I’m an old New York hand, and even though I’ve lived in California for more than 40 years, I had no problem with getting my head back into the Manhattan of that era. I’m convinced that “You can take the New Yorker out of New York but you can’t take New York out of the New Yorker.” “12:02 PM” takes place on Vanderbilt Avenue, in the Public Library, in the Chrysler Building, and in Bryant Park. I had no problem revisiting all of these locales, “seeing” a copy of the old Daily Mirror, or “eating” in various midtown restaurants.
 
What are you working on now?
 
My latest mixed-genre collection, Dreams, should be out from Mythos Books very shortly.

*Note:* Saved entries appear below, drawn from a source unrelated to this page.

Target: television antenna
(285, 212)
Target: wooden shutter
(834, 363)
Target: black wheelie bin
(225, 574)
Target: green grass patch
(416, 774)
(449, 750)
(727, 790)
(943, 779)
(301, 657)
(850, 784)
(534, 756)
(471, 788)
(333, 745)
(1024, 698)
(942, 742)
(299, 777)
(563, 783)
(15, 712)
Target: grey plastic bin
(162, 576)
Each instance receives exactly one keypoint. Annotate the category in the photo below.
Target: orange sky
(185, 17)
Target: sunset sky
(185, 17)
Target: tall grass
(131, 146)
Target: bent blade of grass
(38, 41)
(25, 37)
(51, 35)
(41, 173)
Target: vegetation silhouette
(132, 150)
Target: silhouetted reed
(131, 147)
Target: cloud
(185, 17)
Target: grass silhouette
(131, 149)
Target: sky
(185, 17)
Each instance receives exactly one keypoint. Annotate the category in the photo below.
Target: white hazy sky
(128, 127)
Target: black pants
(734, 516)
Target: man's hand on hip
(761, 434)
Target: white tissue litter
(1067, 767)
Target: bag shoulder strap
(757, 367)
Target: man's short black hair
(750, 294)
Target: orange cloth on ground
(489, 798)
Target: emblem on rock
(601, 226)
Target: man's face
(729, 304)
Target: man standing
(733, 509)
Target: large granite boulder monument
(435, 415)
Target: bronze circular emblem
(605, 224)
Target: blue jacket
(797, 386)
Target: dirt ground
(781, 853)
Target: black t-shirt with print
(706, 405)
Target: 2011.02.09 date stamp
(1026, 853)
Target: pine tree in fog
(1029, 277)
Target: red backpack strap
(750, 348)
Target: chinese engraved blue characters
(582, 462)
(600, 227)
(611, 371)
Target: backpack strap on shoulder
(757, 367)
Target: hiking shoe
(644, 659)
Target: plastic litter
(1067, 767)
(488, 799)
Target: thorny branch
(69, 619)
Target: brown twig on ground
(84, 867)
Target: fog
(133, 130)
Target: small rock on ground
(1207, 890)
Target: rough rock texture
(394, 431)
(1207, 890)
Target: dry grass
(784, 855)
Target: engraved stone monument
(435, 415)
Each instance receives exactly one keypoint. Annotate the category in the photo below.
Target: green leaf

And a police procedural novel, Rookie Blues, is in production at Dark Sun Press, a new publisher in Virginia. I’ve promised a Lovecraftian novel, Beneath the Karst, to Perilous Press. I hope to write that book later this year. And I’ve been
Editorial Director at Surinam Turtle Press, an imprint of Ramble House, for several years. I’ve been having a great time there. Always wanted to be a publisher, and finally made it. I do wish I had a bigger budget to work with — or any budget! — but I have marvelous support from my boss, Fender Tucker, and our chief designer and art director, Gavin O’Keefe.
 
Anything else you’d like to add?
 
The first story I ever submitted to a professional magazine, I sent to F&SF in 1951. Anthony Boucher rejected it. He was right to do so, it was strictly amateur stuff. But Tony offered such encouragement that I kept on trying and finally got into this great magazine. I’m proud any time I appear in its pages, and hope to continue doing so for many years to come.

* “12:02 P.M.” appears in the Jan./Feb. 2011 issue of F&SF.